Singkat cerita saya diperbolehkan masuk ruangan – tentu sebelumnya ada proses yang harus dilewati? – Di dalam ruangan itu, akhirnya saya tahu bahwa himpunan mahasiswa untuk Jurusan PKn adalah HMCH. Di dalam ruangan itu, saya diwawancarai oleh para panitia penerimaan mahasiswa baru, waktu itu (yang saya ingat) ada Haris Nugraha (haris jabrig), Mas Firman (sering panggil angkatan saya dengan doa rebo sato), Teh Nia (kini alm), Teh Dedeh, Teh Mia (angkatan 1999). Saya diwawancara sampai menjelang maghrib. Setelah itu, saya dibekali beberapa tugas, yang harus dikumpulkan hari Senin tanggal 20 Agustus 2001. Awalnya saya tenang-tenang saja, baru sadar di rumah kalau hari Senin yang dimaksud hanya terselang satu hari saja, padahal tugas yang diberikan cukup merepotkan juga. Sabtu itu, merupakan kali pertama saya ke himpunan. Kali kedua adalah pada saat mahasiswa jurusan PKn dikumpulkan oleh pengurus himpunan pada hari Senin, 20 Agustus 2001 itu untuk kemudian siang harinya kami bergabung dengan seluruh mahasiswa yang berada di Fakultas PIPS.

Setelah proses registrasi selesai, dan perkuliahan sudah dimulai, aktivitas ke himpunan rasanya jarang saya lakukan, lebih banyak saya kumpul dengan teman-teman, main bareng ke kost-an, atau kalaupun ke himpunan hanya untuk memenuhi format perkenalan dengan senior yang membutuhkan identitas dan tanda tangan mereka yang kebetulan berada di himpunan.

Dua tahun di Teropong Timur
Seiring perjalanan waktu, perkenalan saya dengan himpunan semakin dekat terlebih mulai akhir semester kedua.

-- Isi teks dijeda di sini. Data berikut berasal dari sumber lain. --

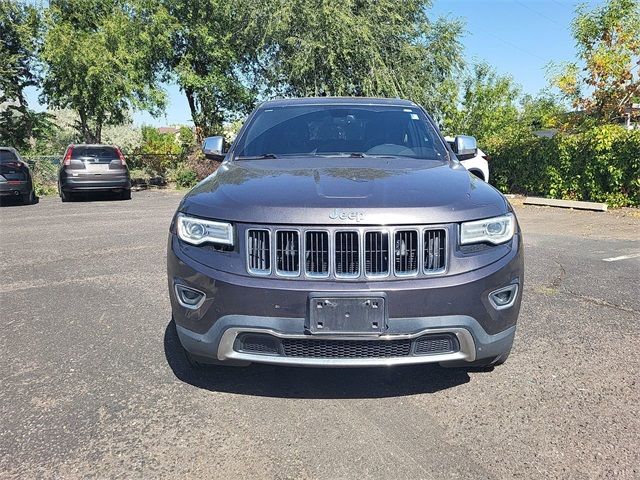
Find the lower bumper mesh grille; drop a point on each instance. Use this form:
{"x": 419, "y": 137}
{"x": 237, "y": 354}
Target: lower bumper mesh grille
{"x": 265, "y": 344}
{"x": 429, "y": 344}
{"x": 346, "y": 348}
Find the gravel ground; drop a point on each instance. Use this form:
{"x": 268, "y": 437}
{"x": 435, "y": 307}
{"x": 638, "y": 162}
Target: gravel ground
{"x": 93, "y": 384}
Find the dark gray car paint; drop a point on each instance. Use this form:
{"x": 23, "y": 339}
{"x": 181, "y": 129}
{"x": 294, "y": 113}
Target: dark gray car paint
{"x": 335, "y": 192}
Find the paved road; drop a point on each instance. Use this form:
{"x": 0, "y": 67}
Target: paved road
{"x": 92, "y": 384}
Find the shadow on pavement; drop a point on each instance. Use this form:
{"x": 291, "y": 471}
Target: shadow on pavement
{"x": 16, "y": 202}
{"x": 327, "y": 383}
{"x": 86, "y": 197}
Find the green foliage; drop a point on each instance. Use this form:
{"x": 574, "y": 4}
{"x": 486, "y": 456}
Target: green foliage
{"x": 44, "y": 171}
{"x": 185, "y": 177}
{"x": 488, "y": 104}
{"x": 19, "y": 31}
{"x": 541, "y": 112}
{"x": 358, "y": 48}
{"x": 99, "y": 59}
{"x": 608, "y": 43}
{"x": 599, "y": 164}
{"x": 208, "y": 47}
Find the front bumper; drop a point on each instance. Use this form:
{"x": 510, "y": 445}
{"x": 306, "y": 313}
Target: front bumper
{"x": 235, "y": 305}
{"x": 14, "y": 189}
{"x": 76, "y": 184}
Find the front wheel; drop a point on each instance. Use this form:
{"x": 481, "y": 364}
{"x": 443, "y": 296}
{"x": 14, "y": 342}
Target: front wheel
{"x": 29, "y": 198}
{"x": 66, "y": 196}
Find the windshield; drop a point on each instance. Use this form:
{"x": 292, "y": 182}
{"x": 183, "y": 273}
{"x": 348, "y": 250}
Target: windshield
{"x": 7, "y": 156}
{"x": 337, "y": 130}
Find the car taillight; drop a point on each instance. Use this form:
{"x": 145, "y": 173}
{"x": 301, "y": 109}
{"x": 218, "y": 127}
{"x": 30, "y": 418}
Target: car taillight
{"x": 122, "y": 161}
{"x": 67, "y": 156}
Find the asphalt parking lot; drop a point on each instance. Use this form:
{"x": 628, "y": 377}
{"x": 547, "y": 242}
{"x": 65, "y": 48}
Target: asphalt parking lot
{"x": 94, "y": 386}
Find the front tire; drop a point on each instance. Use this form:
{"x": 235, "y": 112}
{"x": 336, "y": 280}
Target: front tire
{"x": 66, "y": 196}
{"x": 29, "y": 198}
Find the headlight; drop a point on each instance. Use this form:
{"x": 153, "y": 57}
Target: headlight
{"x": 197, "y": 231}
{"x": 493, "y": 230}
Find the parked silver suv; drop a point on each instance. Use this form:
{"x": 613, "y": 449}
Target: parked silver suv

Menjelang berakhirnya masa kepemimpinan Sdr. Dian Sudiono sebagai Presiden, HMCH menggelar Mumas HMCH yang diantara tugasnya adalah meminta pertanggungjawaban Presiden dan memilih Presiden baru HMCH. Mumas itu kemudian menetapkan empat orang calon Presiden BEM HMCH, masing-masing adalah Cep Hari Hardiansyah, Zendri Waluya, Yusef Kurnia Fariddudin (masing-masing dari angkatan 2000), dan Usep Saefurrohman (angkatan 2001).

Dalam pemilihan presiden yang diselenggarakan secara langsung itu, Usep Saefurrohman memperoleh suara terbanyak dan terpilih menjadi Presiden Baru BEM HMCH. Kemenangan Usep yang angkatan 2001 itu, (mungkin) kali pertama tingkat dua menduduki jabatan presiden, sebelumnya (bahkan seterusnya – yang saya tahu) yang menjadi pucuk pimpinan di himpunan selalu mahasiswa tingkat tiga.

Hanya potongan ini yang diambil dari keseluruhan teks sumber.